Ce rapport porte notamment sur l'impact sur l'emploi de la réduction
du temps de travail et de cet allégement. Il présente les enseignements
et les orientations à tirer du bilan de la situation.
Ce rapport est soumis pour avis à la Commission nationale de la négociation
collective prévue à l'article L. 136-2 du code du travail.
Il est transmis au conseil de surveillance du fonds créé par
l'article 5 de la loi de financement de la sécurité sociale
pour 2000 (no 99-1140 du 29 décembre 1999) et dont la composition,
fixée par décret en Conseil d'Etat, comprend notamment des membres
du Parlement et des représentants des organisations syndicales de salariés
les plus représentatives au plan national et des représentants
des organisations d'employeurs les plus représentatives au plan national.
II. - Chaque année, le Gouvernement présentera au Parlement
le bilan de l'application de la réduction du temps de travail dans
les fonctions et secteurs publics.
Article 37
La présente loi est, sauf disposition contraire, applicable au 1er
janvier 2000 ou au premier jour du mois suivant sa publication si celle-ci
est postérieure au 1er janvier 2000.
La présente loi sera exécutée comme loi de l'Etat.

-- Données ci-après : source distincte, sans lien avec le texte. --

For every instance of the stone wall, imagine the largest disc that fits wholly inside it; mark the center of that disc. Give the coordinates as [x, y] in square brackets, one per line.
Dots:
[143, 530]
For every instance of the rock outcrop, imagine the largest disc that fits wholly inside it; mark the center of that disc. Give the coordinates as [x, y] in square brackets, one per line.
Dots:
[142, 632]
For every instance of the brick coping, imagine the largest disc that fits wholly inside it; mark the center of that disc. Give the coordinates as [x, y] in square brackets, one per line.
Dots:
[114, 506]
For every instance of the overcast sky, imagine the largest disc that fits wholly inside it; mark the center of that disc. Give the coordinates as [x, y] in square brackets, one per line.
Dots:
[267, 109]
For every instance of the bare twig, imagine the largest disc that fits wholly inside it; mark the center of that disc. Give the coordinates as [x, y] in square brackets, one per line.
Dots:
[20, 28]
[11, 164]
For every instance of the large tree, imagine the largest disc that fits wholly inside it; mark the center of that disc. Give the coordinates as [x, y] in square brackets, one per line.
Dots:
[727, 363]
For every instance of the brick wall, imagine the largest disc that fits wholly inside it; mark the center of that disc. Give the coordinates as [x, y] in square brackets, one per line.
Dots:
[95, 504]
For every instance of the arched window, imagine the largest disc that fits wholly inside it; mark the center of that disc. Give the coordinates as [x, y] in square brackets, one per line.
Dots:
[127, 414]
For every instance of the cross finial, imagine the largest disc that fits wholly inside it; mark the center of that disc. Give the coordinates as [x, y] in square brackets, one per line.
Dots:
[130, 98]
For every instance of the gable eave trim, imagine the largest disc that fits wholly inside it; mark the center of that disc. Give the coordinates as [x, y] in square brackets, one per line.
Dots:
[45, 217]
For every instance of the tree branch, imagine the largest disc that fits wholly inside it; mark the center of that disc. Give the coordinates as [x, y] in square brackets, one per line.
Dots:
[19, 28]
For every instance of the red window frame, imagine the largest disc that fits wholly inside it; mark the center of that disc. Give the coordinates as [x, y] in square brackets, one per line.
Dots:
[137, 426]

Fait à Paris, le 19 janvier 2000.
Jacques Chirac
Par le Président de la République :
Le Premier ministre,
Lionel Jospin
La ministre de l'emploi et de la solidarité,
Martine Aubry
Le ministre de l'économie,
des finances et de l'industrie,
Christian Sautter
Le ministre de l'équipement,
des transports et du logement,
Jean-Claude Gayssot
Le ministre de l'agriculture et de la pêche,
Jean Glavany
(1) Loi no 2000-37.
- Directives communautaires :
Directive 93/104/CE du Conseil du 23 novembre 1993 concernant certains aspects
de l'aménagement du temps de travail ;
Directive 97/81/CE du Conseil de l'Union européenne du 15 décembre
1997 concernant l'accord cadre sur le travail à temps partiel conclu
par l'Union des confédérations de l'industrie et des employeurs
d'Europe, le Centre européen des entreprises à participation
publique et la Confédération européenne des syndicats
;
Directive 93/33/CE du 22 juin 1994 relative à la protection des jeunes
au travail.
- Travaux préparatoires :
Assemblée nationale :
Projet de loi no 1786 rectifié ;
Rapport de M. Gaëtan Gorce, au nom de la commission des affaires culturelles,
no 1826 ;
Discussion les 5, 6, 7, 12, 13, 14 et 15 octobre 1999 et adoption, après
déclaration d'urgence, le 19 octobre 1999.
Sénat :
Projet de loi, adopté par l'Assemblée nationale, no 22 (1999-2000)
;
Rapport de M. Louis Souvet, au nom de la commission des affaires sociales,
no 30 (1999-2000) ;
Discussion les 2, 3 et 4 novembre 1999 et adoption le 4 novembre 1999.
Assemblée nationale :
Projet de loi, modifié par le Sénat, no 1889 ;
Rapport de M. Gaëtan Gorce, au nom de la commission mixte paritaire,
no 1921.
Sénat :
Rapport de M. Louis Souvet, au nom de la commission mixte paritaire, no 70
(1999-2000).
Assemblée nationale :
Projet de loi, modifié par le Sénat, no 1889 ;
Rapport de M. Gaëtan Gorce, au nom de la commission des affaires culturelles,
no 1937 ;
Discussion et adoption le 7 décembre 1999.
Sénat :
Projet de loi, adopté par l'Assemblée nationale en nouvelle
lecture, no 115 (1999-2000) ;
Rapport de M. Louis Souvet, au nom de la commission des affaires sociales,
no 116 (1999-2000) ;
Discussion et rejet le 15 décembre 1999.
Assemblée nationale :
Projet de loi, rejeté par le Sénat en nouvelle lecture ;
Rapport de M. Gaëtan Gorce, au nom de la commission des affaires culturelles
;
Discussion et adoption le 15 décembre 1999.